The easel in Iris Beaumont’s living room faces a picture window, and the window faces Homan’s Pond. This arrangement was not accidental.
“I had the house built in 2001,” Beaumont says, “and I told the contractor: I want the window in this room to be exactly centered on the pond. Not the general area of the pond. Exactly centered. He thought I was joking. I wasn’t.”
Beaumont, 67, retired from teaching art at Willow Creek K-8 School in 2014 after 34 years in the classroom. Her living room, which doubles as her studio, contains everything she needs: the easel, a drafting table, shelves of Winsor & Newton watercolor tubes arranged by colour, and a filing cabinet containing more than 200 completed works — most of them studies of the pond that has been the subject of her life’s most sustained artistic project.
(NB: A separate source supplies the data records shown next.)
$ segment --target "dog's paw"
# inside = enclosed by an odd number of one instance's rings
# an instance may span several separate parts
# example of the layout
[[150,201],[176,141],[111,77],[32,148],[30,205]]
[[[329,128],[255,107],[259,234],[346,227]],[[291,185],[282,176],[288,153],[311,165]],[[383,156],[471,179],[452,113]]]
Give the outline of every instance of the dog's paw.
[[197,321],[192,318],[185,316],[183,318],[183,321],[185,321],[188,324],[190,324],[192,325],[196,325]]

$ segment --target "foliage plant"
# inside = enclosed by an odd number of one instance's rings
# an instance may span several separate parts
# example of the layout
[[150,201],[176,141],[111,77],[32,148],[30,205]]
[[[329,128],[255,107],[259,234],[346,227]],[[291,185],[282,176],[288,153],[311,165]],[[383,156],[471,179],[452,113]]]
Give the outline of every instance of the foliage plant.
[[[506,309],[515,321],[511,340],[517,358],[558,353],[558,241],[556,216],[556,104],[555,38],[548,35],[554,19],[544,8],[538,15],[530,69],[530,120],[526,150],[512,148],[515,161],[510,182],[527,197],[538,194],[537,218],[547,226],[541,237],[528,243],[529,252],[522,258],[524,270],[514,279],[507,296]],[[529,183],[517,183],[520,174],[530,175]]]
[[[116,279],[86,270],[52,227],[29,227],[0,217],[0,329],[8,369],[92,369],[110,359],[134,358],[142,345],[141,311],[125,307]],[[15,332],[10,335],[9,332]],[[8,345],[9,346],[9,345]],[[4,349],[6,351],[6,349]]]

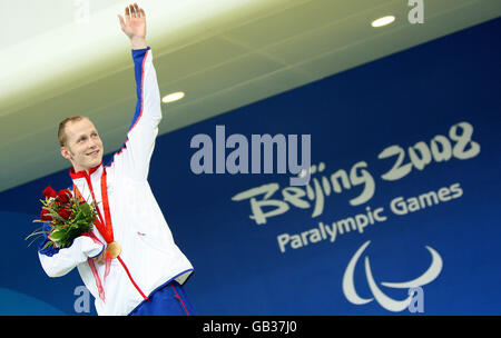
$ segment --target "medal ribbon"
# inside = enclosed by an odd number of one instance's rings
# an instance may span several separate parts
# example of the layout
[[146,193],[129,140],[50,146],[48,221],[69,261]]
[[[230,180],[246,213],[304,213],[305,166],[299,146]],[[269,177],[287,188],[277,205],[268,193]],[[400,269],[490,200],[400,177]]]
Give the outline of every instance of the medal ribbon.
[[[86,177],[86,179],[87,179],[87,177]],[[92,187],[91,182],[90,182],[90,178],[88,179],[88,185],[89,185],[89,187]],[[85,198],[81,196],[80,191],[75,186],[75,183],[73,183],[73,191],[76,192],[76,196],[78,198],[81,198],[82,200],[85,200]],[[94,196],[94,191],[92,191],[91,188],[90,188],[90,193],[92,195],[92,199],[96,201],[96,197]],[[111,213],[109,211],[108,189],[107,189],[107,186],[106,186],[106,168],[102,169],[102,175],[101,175],[101,196],[102,196],[102,209],[105,211],[105,221],[102,220],[101,212],[99,211],[99,208],[96,205],[96,209],[98,211],[99,218],[96,219],[94,225],[99,230],[99,233],[101,233],[101,236],[105,238],[107,243],[117,245],[116,242],[114,242],[115,241],[114,240],[114,228],[111,226]],[[118,246],[118,248],[119,248],[119,246]],[[108,249],[108,246],[107,246],[107,249]],[[138,287],[138,285],[134,281],[132,276],[130,276],[129,269],[127,269],[127,266],[121,260],[121,257],[119,256],[119,254],[120,254],[120,251],[118,249],[118,252],[116,252],[114,255],[117,255],[116,258],[118,259],[120,265],[124,267],[124,270],[127,272],[127,276],[129,277],[130,281],[132,282],[134,287],[137,289],[137,291],[141,295],[141,297],[145,300],[148,299],[148,297],[146,297],[146,295],[141,291],[141,289]],[[108,276],[109,266],[110,266],[110,262],[111,262],[112,258],[114,257],[111,257],[110,252],[107,250],[106,251],[105,280],[106,280],[106,277]],[[94,278],[96,279],[96,286],[98,287],[98,290],[100,290],[99,291],[99,297],[104,300],[105,299],[105,294],[102,291],[102,297],[101,297],[102,286],[101,286],[100,279],[99,279],[99,275],[97,274],[97,269],[96,269],[96,266],[94,264],[94,260],[92,259],[88,259],[87,261],[89,262],[90,269],[92,270]]]
[[[73,183],[73,191],[76,192],[77,198],[80,198],[81,200],[86,200],[84,196],[78,190],[77,186]],[[92,189],[90,190],[90,193],[92,195],[92,199],[96,202],[96,197],[94,196]],[[99,230],[99,233],[105,238],[107,243],[110,243],[114,241],[114,229],[111,226],[111,215],[109,212],[109,201],[108,201],[108,189],[106,187],[106,170],[102,170],[101,175],[101,196],[102,196],[102,209],[105,210],[105,222],[102,222],[102,216],[99,211],[99,208],[96,205],[96,210],[98,211],[98,218],[94,222],[96,228]],[[85,236],[89,236],[95,242],[101,243],[101,241],[94,235],[92,232],[86,232],[82,233]],[[105,249],[106,250],[106,249]],[[104,282],[106,282],[106,277],[108,277],[109,269],[111,266],[111,256],[108,251],[105,251],[106,256],[106,268],[105,268],[105,278]],[[99,278],[99,274],[97,271],[96,265],[94,262],[92,258],[87,258],[87,262],[89,264],[90,270],[92,271],[94,279],[96,280],[96,287],[99,292],[99,298],[101,298],[102,301],[106,300],[105,298],[105,288],[102,287],[101,279]]]

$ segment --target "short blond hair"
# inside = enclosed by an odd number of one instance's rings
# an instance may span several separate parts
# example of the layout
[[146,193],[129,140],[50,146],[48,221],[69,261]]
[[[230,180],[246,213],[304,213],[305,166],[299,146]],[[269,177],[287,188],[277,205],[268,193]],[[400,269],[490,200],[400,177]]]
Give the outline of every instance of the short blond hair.
[[66,135],[66,130],[65,130],[66,125],[68,125],[69,122],[77,122],[82,119],[88,119],[90,121],[90,119],[88,117],[79,115],[79,116],[72,116],[72,117],[66,118],[61,122],[59,122],[58,141],[61,147],[63,147],[67,141],[67,139],[66,139],[67,135]]

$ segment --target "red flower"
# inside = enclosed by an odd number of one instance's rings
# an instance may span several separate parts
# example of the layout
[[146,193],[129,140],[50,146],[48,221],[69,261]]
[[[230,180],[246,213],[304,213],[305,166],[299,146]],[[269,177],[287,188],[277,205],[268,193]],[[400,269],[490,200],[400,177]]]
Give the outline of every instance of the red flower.
[[62,217],[63,219],[68,219],[70,217],[70,212],[66,209],[60,209],[58,211],[59,216]]
[[71,192],[68,189],[65,189],[65,190],[60,190],[58,192],[58,197],[56,198],[56,200],[59,203],[67,203],[67,202],[69,202],[70,197],[71,197]]
[[40,212],[40,219],[41,220],[52,220],[52,217],[50,216],[49,210],[42,209],[42,211]]
[[58,196],[58,193],[56,192],[56,190],[53,190],[50,186],[47,187],[43,192],[42,192],[43,197],[56,197]]

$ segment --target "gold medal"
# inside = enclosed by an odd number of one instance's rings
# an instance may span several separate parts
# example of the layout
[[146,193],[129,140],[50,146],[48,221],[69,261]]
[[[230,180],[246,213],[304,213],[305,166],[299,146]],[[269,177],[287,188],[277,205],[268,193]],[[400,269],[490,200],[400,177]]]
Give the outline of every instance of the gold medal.
[[121,248],[120,248],[120,245],[118,242],[111,241],[106,247],[106,251],[109,254],[109,256],[111,258],[117,258],[120,255],[120,252],[121,252]]

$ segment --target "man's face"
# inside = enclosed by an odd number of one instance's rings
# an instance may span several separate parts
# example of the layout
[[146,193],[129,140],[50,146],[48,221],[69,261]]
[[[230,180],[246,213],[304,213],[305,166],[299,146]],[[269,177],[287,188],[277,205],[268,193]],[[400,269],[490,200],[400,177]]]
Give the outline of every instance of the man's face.
[[75,171],[89,170],[102,160],[102,142],[96,127],[88,119],[66,125],[66,145],[61,155],[73,165]]

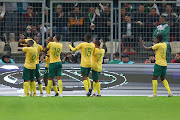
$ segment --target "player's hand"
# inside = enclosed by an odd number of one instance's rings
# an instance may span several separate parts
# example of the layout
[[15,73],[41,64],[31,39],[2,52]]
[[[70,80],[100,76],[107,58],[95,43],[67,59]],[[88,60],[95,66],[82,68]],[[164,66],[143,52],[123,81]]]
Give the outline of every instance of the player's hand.
[[155,44],[157,43],[156,37],[153,37],[153,42],[154,42]]
[[144,42],[143,42],[142,37],[139,38],[139,42],[140,42],[141,46],[143,46]]
[[101,43],[103,41],[103,39],[101,38],[100,40],[99,40],[99,42]]
[[96,38],[93,38],[93,43],[95,44],[95,42],[96,42]]

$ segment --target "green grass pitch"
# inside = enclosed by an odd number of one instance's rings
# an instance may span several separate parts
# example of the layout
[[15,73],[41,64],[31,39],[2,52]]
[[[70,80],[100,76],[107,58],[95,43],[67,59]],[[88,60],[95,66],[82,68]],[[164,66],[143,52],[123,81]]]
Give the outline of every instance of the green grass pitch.
[[180,120],[180,97],[0,97],[0,120]]

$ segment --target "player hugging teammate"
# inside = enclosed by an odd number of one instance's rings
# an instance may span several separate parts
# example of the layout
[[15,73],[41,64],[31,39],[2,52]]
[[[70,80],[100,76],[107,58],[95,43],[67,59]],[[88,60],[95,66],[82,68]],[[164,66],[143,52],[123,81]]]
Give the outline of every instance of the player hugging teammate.
[[93,77],[93,87],[94,87],[94,96],[96,90],[98,91],[98,96],[100,96],[100,83],[99,83],[99,74],[102,71],[102,59],[104,57],[105,50],[100,48],[100,41],[95,41],[90,43],[91,35],[86,34],[84,37],[85,42],[73,48],[69,44],[70,49],[75,52],[81,49],[81,74],[83,77],[84,88],[86,90],[86,95],[89,97],[92,94],[91,81],[89,79],[89,73],[92,68],[92,77]]
[[[62,97],[63,83],[61,80],[62,62],[60,59],[60,54],[63,45],[60,43],[61,36],[56,35],[53,38],[49,37],[47,40],[48,45],[47,48],[44,49],[44,51],[42,46],[37,44],[38,41],[34,41],[33,39],[19,40],[19,47],[23,48],[18,50],[26,52],[26,60],[23,69],[23,97],[29,95],[36,96],[36,82],[34,81],[35,77],[39,84],[40,96],[43,96],[43,87],[40,81],[39,67],[39,55],[41,51],[43,51],[44,56],[46,56],[46,59],[43,61],[46,61],[44,82],[47,95],[45,95],[44,97],[50,96],[52,86],[56,93],[55,96]],[[86,90],[86,95],[89,97],[92,94],[91,81],[88,77],[92,69],[92,79],[94,88],[93,96],[101,96],[99,75],[102,71],[102,60],[104,57],[105,50],[101,49],[100,47],[101,40],[95,41],[95,39],[93,39],[93,43],[90,43],[90,40],[91,35],[86,34],[85,42],[79,44],[76,48],[73,48],[71,45],[69,45],[69,47],[73,52],[81,49],[81,73],[83,76],[83,83]],[[58,93],[57,85],[54,81],[55,77],[58,80],[60,94]],[[96,91],[98,92],[97,95]]]

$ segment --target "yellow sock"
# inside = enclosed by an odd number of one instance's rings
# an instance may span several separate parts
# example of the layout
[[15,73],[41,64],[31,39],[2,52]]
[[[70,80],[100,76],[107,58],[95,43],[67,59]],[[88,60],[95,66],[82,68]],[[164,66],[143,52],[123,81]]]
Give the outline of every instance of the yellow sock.
[[60,94],[62,94],[62,91],[63,91],[62,80],[58,80],[58,84],[59,84],[59,92],[60,92]]
[[43,87],[42,87],[42,84],[39,85],[39,90],[40,90],[40,93],[43,93]]
[[53,85],[53,81],[52,80],[48,80],[47,94],[50,94],[52,85]]
[[29,95],[29,82],[24,82],[23,87],[24,87],[24,93],[26,95]]
[[157,82],[157,80],[152,80],[152,83],[153,83],[153,94],[157,95],[157,85],[158,85],[158,82]]
[[54,92],[55,92],[55,93],[58,93],[57,85],[54,85],[54,86],[53,86],[53,89],[54,89]]
[[101,89],[101,85],[100,85],[100,82],[97,82],[97,91],[98,91],[98,94],[100,94],[100,89]]
[[36,95],[36,82],[32,81],[31,86],[32,86],[32,91],[34,92],[34,95]]
[[170,90],[170,87],[169,87],[168,81],[167,81],[166,79],[164,79],[162,82],[163,82],[163,84],[164,84],[165,88],[167,89],[168,93],[170,93],[170,92],[171,92],[171,90]]
[[45,86],[45,90],[46,90],[46,92],[47,92],[47,86]]
[[93,89],[94,89],[94,93],[96,93],[97,90],[97,83],[95,81],[93,81]]
[[32,84],[31,84],[31,81],[29,81],[29,89],[30,89],[30,93],[32,94]]
[[88,81],[84,80],[83,83],[84,83],[84,88],[85,88],[86,92],[88,93],[89,92]]
[[87,77],[87,81],[88,81],[88,88],[91,88],[91,81],[90,81],[89,77]]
The series, which she calls “Ice-Out Studies,” began in 1992 with a single painting: the pond on the day the ice broke that year. She had been painting casually for years, but something about that particular painting — the quality of the light on the fractured ice, the way the open water reflected a March sky — made her want to do it again the next year. And the year after that.
“At first it was just the ice-out itself,” she says, pulling a sheet of watercolor paper from a flat file. “I wanted to capture that moment when the pond goes from solid to not. But I realized very quickly that you can’t paint the ice-out in isolation. You have to understand the pond in August, in October, in January. So I started painting the pond in every month. And then I started painting it in the same month across different years. And then I had a project.”
The result is a body of work that the Willow Creek Free Public Library is currently exhibiting — 24 watercolors spanning 1992 to 2025, arranged chronologically. The exhibition, organized by librarian Doris Kim, opened last weekend to a crowd that filled the library’s main reading room.
“It was overwhelming,” Beaumont says. “I’ve spent so many years alone in this room, painting, that I forgot what it feels like to have people look at the finished work. They were quiet. Which is the best compliment you can give a painter.”
Librarian Doris Kim sees the collection as more than art. “Iris’s paintings are a scientific record,” Kim said in remarks at the opening reception. “The ice in the 1992 painting is thick and blue-white. The ice in the 2025 painting is thinner, grayer, breaking up earlier. You can see climate change in the colour of the water.”
Beaumont is measured on the subject. “I paint what I see,” she says. “I don’t paint to prove a point. But I’m not surprised that a thirty-year record of a single body of water shows changes. The pond has changed. I’ve changed. Everything changes.”
Before picking up watercolor, Beaumont spent more than three decades teaching the next generation of Willow Creek children how to mix paint, shape clay, and see the world as something worth rendering. She remembers every class, she says, but one stands out.
“The year I taught Amos Homan’s daughter — Ruth. She was maybe twelve. She painted the pond from memory. It was completely wrong — the colour was off, the shape was wrong — but it was alive. You could feel the wind in it. I’ve been chasing that feeling ever since.”
Beaumont says she has no plans to stop painting. “The Ice-Out Studies” will continue as long as she can hold a brush. She is also experimenting with a new series — portraits of the people who live around the pond, including Amos Homan himself, though she has not yet asked him to sit.
“He would probably say yes,” she says with a smile. “But he would want to know what I’m going to do with the painting. And I’d have to tell him I don’t know yet. And that would bother him. Some people don’t like loose ends.”
She looks out the window at the pond, which is flat and still under a late-May sun.
“I’ve never had a problem with loose ends. The loose ends are where the next painting comes from.”